I think you should first actually define what you mean by great vs merely good.
That reminds me of a Charlie Munger quote that he would rather hire a guy with an IQ of 130 that thinks it is 125 than a guy with an IQ of 170 that thinks it is 190. The "smarter" guy in that case is a total disaster waiting to happen.
You probably don't need a great programmer anyway. Trading problems are quite simple to code if you have precisely defined what it is you want.
Last edited by Darthtrader4beta; April 19th, 2015 at 03:45 PM.
1) I feel at least from a non-financial industry, the great coders are the ones where the value $/productivity is superb. So they may be more expensive, say annualized $100-$125k, but they do the work that 3 average coders at $70k a year could do or maybe 5 off shore coders that are poorly managed. [And of course at a very minimum, they can actually do the job and problem solve for the actual guidelines, the cold isn't buggy, etc.]
2) I think the good coders and execute on a very narrow scope very effectively, but they can't design the architecture of the program being given to them, so if they pieces don't fit, they may not be very good at getting all the pieces to come together.
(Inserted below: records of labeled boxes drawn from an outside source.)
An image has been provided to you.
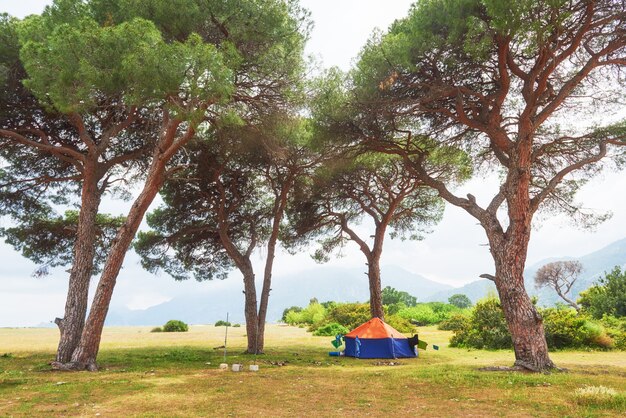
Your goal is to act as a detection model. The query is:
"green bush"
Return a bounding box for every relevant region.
[442,298,617,349]
[313,322,350,336]
[280,306,302,324]
[326,303,371,329]
[437,312,469,331]
[450,298,513,350]
[163,319,189,332]
[285,300,326,325]
[578,266,626,319]
[385,315,415,333]
[541,308,613,349]
[600,315,626,350]
[397,302,461,326]
[448,293,472,309]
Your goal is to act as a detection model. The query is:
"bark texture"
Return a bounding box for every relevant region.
[54,166,101,363]
[367,256,385,321]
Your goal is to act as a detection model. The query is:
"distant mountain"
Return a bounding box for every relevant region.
[427,239,626,306]
[426,279,496,303]
[107,266,452,325]
[524,239,626,306]
[107,239,626,325]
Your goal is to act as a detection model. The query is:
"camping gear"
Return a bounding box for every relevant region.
[343,318,417,358]
[330,334,343,348]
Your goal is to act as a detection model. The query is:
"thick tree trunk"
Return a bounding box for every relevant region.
[241,260,258,354]
[70,158,166,370]
[496,261,555,372]
[367,255,385,320]
[54,167,101,363]
[486,200,555,372]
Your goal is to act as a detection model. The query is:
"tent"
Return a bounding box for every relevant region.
[344,318,417,358]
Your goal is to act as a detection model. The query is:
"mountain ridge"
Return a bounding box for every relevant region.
[107,238,626,325]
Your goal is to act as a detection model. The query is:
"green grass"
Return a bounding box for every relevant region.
[0,325,626,417]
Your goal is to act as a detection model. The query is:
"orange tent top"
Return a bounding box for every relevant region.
[345,318,406,340]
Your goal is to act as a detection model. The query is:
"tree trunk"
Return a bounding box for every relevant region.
[367,254,385,320]
[491,232,555,372]
[70,158,166,371]
[54,167,101,363]
[241,260,258,354]
[555,287,580,312]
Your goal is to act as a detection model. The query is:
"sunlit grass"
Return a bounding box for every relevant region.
[0,325,626,417]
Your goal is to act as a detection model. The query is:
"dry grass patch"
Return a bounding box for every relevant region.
[0,325,626,417]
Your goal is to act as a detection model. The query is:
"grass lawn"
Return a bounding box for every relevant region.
[0,325,626,417]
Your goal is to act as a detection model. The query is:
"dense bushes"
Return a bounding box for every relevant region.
[450,298,513,349]
[313,322,350,336]
[284,288,626,349]
[397,302,461,326]
[578,266,626,319]
[163,319,189,332]
[150,319,189,332]
[448,298,626,349]
[283,296,464,335]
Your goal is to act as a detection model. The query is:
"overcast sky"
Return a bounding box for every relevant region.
[0,0,626,326]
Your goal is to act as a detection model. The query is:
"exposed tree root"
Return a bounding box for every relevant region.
[50,361,98,372]
[478,360,567,374]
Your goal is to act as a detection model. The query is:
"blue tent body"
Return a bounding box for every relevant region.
[344,318,417,358]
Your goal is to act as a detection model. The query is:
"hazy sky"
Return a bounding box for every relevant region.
[0,0,626,326]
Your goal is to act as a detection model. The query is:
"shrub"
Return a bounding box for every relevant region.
[450,298,513,349]
[385,315,415,333]
[541,308,613,348]
[384,302,408,316]
[437,312,469,331]
[326,303,371,329]
[313,322,350,336]
[397,302,460,326]
[448,293,472,309]
[601,315,626,350]
[280,306,302,324]
[578,266,626,319]
[163,319,189,332]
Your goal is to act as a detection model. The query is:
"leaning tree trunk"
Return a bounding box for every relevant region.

3) A good coder might be able to solve the problem if you define it exactly in the way he/she needs to see it, and once it's defined the way they like it, they'll solve it efficiently. But I've always gotten frustrated with them saying it can't be done, but re-framed just slightly, suddenly the same outcome is possible. Or worse, they want the tools all handed to them as opposed to finding which tools might be available to use, which pieces of code have already been written else where for basic defintions, etc.